The opening ceremony was led by Eduardo López, president of AELALD, who presented the association’s latest activities and highlighted the progress made during the year. Throughout the day, attendees participated in various presentations by renowned specialists, addressing crucial topics such as:
- The importance of research into rare diseases such as ALL-D, highlighting the role that science plays in improving diagnosis and treatment. Research into rare diseases not only benefits affected patients but also drives advances in general medical science. These diseases often serve as models for understanding molecular and genetic mechanisms that are also relevant in common diseases. For example, studies into rare genetic diseases have provided important insights into cancer and autoimmune diseases.

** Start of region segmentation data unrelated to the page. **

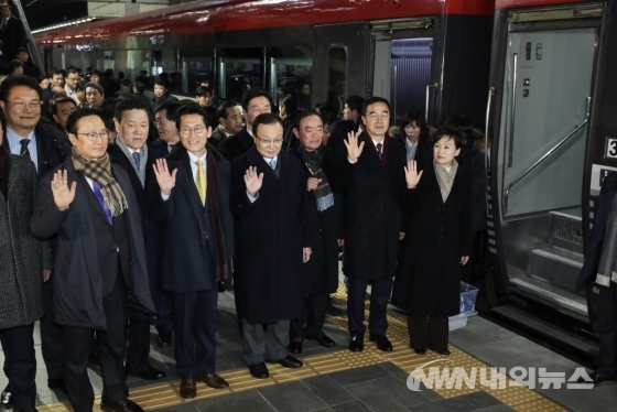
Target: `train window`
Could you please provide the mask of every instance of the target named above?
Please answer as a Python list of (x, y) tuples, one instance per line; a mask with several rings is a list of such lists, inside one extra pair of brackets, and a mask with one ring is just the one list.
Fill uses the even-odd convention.
[(277, 105), (281, 97), (292, 95), (297, 108), (311, 108), (311, 71), (313, 48), (310, 46), (270, 47), (270, 95)]
[(223, 48), (218, 58), (218, 96), (240, 101), (246, 90), (263, 87), (263, 48)]
[(343, 112), (346, 99), (347, 50), (344, 46), (332, 46), (328, 50), (328, 95), (327, 101)]
[(192, 95), (205, 80), (213, 80), (212, 52), (180, 51), (180, 85), (182, 93)]

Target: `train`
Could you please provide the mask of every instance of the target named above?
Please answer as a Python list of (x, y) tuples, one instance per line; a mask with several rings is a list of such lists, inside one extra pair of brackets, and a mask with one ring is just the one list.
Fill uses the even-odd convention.
[[(584, 354), (596, 286), (576, 285), (602, 180), (617, 171), (616, 7), (572, 0), (195, 1), (41, 32), (45, 68), (165, 73), (238, 100), (310, 85), (312, 105), (381, 96), (398, 122), (485, 131), (488, 312)], [(277, 102), (277, 101), (274, 101)]]

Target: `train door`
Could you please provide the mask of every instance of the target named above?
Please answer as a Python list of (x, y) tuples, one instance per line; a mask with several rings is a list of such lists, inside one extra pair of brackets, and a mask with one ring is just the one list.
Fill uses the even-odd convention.
[(576, 14), (509, 15), (491, 152), (500, 236), (489, 248), (510, 291), (588, 322), (576, 279), (599, 22), (564, 15)]
[(374, 22), (371, 96), (390, 101), (391, 124), (409, 110), (429, 110), (433, 57), (433, 19)]

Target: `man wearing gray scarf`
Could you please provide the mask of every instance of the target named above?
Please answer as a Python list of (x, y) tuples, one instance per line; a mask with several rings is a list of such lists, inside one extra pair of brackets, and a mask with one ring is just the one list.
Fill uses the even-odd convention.
[[(159, 223), (150, 220), (145, 210), (145, 185), (148, 184), (148, 170), (162, 158), (155, 149), (149, 148), (148, 131), (150, 128), (150, 108), (138, 99), (121, 100), (116, 106), (115, 124), (118, 138), (110, 149), (113, 163), (122, 166), (136, 194), (141, 213), (142, 230), (147, 249), (148, 275), (152, 300), (158, 307), (160, 288), (158, 270), (160, 268), (162, 229)], [(150, 365), (150, 319), (139, 311), (130, 311), (129, 347), (127, 348), (127, 372), (142, 379), (155, 380), (165, 377), (163, 371)]]

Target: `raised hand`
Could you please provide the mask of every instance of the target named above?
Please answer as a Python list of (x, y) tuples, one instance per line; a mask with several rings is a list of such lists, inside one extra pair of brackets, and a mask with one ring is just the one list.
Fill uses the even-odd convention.
[(407, 162), (405, 166), (405, 182), (408, 188), (414, 188), (422, 177), (422, 171), (418, 173), (418, 164), (414, 160)]
[(52, 194), (54, 203), (59, 210), (65, 210), (75, 199), (75, 187), (77, 182), (73, 182), (68, 186), (68, 173), (66, 171), (57, 171), (52, 180)]
[(156, 175), (156, 183), (159, 183), (161, 193), (169, 196), (172, 193), (172, 188), (175, 186), (177, 169), (170, 173), (167, 161), (164, 159), (156, 159), (156, 163), (154, 163), (152, 167), (154, 169), (154, 175)]
[(365, 142), (358, 144), (358, 134), (355, 131), (347, 133), (347, 140), (343, 140), (345, 147), (347, 148), (347, 159), (349, 162), (355, 163), (356, 160), (362, 154), (362, 149), (365, 148)]
[(260, 173), (259, 176), (257, 175), (257, 167), (247, 169), (247, 173), (245, 173), (245, 184), (247, 185), (247, 193), (250, 197), (255, 197), (257, 192), (261, 188), (261, 184), (263, 183), (263, 173)]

- Early diagnosis and the effective transition of pediatric patients to adult units requires interdisciplinary collaboration, specific tools, and patient empowerment.
- Early diagnosis and the effective transition of pediatric patients to adult units requires interdisciplinary collaboration, specific tools, and patient empowerment.
One of the most innovative moments was the interactive activity with Mentimeter, which allowed families to express their opinions and needs in a dynamic way. The responses reflected a shared interest in topics such as the search for a definitive cure and the improvement of current treatments. The word cloud generated included terms such as hope, unity, and support, highlighting the emotional and social impact of these encounters.
Eduardo López closed the day by addressing the upcoming creation of a European LAL-D association, a key step toward uniting efforts internationally and strengthening research and patient support across Europe.
The meeting concluded with a joint activity in which families shared quality time, reinforcing the community spirit that characterizes the association.
Meeting of the Committee of Experts on LAL-D – Zaragoza, November 22, 2024
The day before, AELALD organized an important meeting of the LAL-D Expert Committee at the Silken Reino de Aragón Hotel, consolidating its commitment to research and improving patients’ quality of life.
During the session, leading national and international specialists discussed advances in key areas, such as the multimodal management of Wolman’s disease and the identification of new biomarkers such as lipocalin-2 and NETs (neutrophil extracellular traps). In addition, the latest update of the MARKLALD study, focused on liver markers, was presented, and practical recommendations for the transition of pediatric patients to adult care were discussed.
One of the highlights was the discussion led by Eduardo López on the creation of a European Registry of Patients with LDL-D, a key tool for fostering research and optimizing clinical care across Europe.
Both events not only reaffirmed AELALD’s leadership in supporting families and scientific research, but also its commitment to building a strong European network to address the challenges of this rare disease.